Dylan's greatness as a songwriter is so beyond doubt that if you doubt it you're not looking hard enough, but you could spend your whole life looking through them for insight into the human condition and not find a single one. As a human being, Dylan is The Beatles' Nowhere Man. He became the voice of a generation by the time he was twenty-one, he never knew an adult life as anything but 'Bob Dylan.' Where's the Robert Zimmerman beneath him? Where is the Minnesota childhood in anything but the Christmas albums (and did any of us want to hear three CD's of Christmas Classics sung by the Angel of Death?)? Where are his parents? Where's his brother? Where's the Jewish inheritance in anything but an Israel song and some Chabad shit which I'm sure he wishes never happened? Where are his children?!? He writes lots of songs about brief relationships with women, but memorable songs about long-term relationships or even friendships are very few.
There's no true sense in Dylan that he shares any part of his deepest self with us. He wants to have an advantage over us: he speaks to us, but we never speak to him. He commands worship from the music world rather than love. His biggest fans talk about him in religious terms reserved for a deity, and like the religious faithful, they seem sadomasochistic-ally disappointed by the vast majority of everything he gives them. McCartney and Springsteen may be just as manufactured, but there're real human beings beneath the personas who love their fans and want to be loved; but Dylan thrives on indifference to fans, and fans eat it up.
Dylan plagiarized his Nobel Speech entirely from Cliffs Notes, that was proven immediately, but he's also proof that you can be a simultaneous naif and a great artist. The implicit meanings behind his songs are so infinite that he's as much a fact of American poetry as Dickinson and Frost. They're sublime things, entirely American creations that sing a democratic worldview.
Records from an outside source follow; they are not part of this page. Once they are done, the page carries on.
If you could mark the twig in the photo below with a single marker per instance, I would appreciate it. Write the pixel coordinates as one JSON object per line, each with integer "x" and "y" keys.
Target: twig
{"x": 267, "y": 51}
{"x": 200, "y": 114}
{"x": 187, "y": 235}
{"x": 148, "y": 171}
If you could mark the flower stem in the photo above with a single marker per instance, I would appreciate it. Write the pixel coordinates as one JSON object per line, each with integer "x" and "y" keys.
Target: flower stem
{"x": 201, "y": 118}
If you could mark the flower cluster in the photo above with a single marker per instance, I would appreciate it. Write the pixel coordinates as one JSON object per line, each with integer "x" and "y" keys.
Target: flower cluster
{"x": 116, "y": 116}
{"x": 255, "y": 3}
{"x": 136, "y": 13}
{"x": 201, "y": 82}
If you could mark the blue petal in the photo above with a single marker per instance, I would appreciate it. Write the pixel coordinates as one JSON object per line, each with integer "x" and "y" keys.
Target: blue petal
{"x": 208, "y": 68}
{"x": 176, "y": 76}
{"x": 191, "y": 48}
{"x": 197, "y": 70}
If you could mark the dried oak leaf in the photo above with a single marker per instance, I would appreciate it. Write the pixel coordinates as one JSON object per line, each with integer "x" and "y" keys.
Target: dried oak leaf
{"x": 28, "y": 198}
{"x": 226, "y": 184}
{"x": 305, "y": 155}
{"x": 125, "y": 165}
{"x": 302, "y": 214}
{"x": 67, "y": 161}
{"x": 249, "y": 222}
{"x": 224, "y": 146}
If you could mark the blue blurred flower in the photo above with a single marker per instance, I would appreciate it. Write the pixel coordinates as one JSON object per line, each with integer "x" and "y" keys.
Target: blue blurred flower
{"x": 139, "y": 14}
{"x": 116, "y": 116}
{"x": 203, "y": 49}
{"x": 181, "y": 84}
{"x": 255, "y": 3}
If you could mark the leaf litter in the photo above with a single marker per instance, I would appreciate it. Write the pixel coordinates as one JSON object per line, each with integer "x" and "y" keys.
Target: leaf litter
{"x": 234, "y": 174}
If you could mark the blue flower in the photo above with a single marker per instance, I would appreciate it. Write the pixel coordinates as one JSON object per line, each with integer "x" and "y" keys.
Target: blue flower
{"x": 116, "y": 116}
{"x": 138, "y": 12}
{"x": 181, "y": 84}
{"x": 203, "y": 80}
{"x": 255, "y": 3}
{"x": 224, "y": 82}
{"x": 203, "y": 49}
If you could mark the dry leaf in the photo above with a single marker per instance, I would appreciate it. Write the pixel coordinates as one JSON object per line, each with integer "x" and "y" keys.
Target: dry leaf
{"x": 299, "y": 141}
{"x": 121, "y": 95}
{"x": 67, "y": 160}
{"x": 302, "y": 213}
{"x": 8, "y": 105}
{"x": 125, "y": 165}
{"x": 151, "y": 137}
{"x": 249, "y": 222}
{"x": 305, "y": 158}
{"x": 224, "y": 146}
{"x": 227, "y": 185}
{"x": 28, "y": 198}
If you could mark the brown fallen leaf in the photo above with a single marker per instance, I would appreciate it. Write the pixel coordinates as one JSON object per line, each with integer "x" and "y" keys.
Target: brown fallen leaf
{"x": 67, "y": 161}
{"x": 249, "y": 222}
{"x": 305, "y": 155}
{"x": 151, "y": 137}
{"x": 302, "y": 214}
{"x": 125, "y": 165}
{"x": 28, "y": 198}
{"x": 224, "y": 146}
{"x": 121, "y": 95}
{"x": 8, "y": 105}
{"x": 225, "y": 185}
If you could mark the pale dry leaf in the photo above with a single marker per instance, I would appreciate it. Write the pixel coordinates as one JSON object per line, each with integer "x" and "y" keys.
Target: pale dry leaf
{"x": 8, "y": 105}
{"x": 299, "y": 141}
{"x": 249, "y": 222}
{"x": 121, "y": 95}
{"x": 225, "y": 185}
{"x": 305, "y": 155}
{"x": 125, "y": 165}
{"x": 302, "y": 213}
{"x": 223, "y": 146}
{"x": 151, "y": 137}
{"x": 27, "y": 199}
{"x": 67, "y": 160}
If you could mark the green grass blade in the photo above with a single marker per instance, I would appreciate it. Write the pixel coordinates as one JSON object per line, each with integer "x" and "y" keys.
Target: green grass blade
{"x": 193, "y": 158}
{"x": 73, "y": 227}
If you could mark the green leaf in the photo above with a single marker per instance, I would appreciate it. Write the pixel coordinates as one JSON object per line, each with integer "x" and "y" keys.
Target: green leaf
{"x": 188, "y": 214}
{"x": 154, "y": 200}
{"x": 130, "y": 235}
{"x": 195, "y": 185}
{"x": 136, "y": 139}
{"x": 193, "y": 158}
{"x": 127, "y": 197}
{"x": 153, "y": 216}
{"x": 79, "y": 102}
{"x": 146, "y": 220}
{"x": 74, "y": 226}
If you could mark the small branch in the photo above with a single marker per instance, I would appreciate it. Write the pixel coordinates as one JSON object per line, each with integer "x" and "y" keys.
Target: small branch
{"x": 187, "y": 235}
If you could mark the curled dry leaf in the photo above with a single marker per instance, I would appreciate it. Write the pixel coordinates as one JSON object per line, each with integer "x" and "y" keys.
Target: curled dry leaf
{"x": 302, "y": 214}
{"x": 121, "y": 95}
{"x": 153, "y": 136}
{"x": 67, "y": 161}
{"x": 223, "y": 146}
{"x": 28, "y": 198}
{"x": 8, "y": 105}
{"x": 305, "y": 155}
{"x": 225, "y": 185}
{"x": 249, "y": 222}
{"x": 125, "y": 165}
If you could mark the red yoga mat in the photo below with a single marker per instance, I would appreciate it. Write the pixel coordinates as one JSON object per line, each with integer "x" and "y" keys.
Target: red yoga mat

They have nothing to do with the hierarchical world of old Europe, yet our relationship to Dylan is as fascist as anything in Wagner.
Dylan's problem is not a lack of greatness. His songs are awesome creations ringing with religion, history, myth, grandeur, and meaning, but they make us think of the world as a beautiful earthquake. The Dylan worldview sees violence and inhumanity as something epic and beautiful. The way we're moved by Dylan's best songs isn't to love each other more, but to think of ourselves as important because of how we take part in history. The Beatles teach us how to be small as well as great, but when Dylan tries to be human, he only shows us how inhumane he is.
I think the right way to view Dylan is with a mixture of affection, skepticism, and a weird kind of fear. Dylan incarnates American romanticism; not romanticism as in love songs, but the romanticism of reaching out for infinity - Dylan conjures an image of a transcendent world where we can create the world as we dream it. But we can't, and in that way, his songs are a beautiful lie. Art's as much fakery as truth, so Dylan is nevertheless a great artist, but he's also an imposter.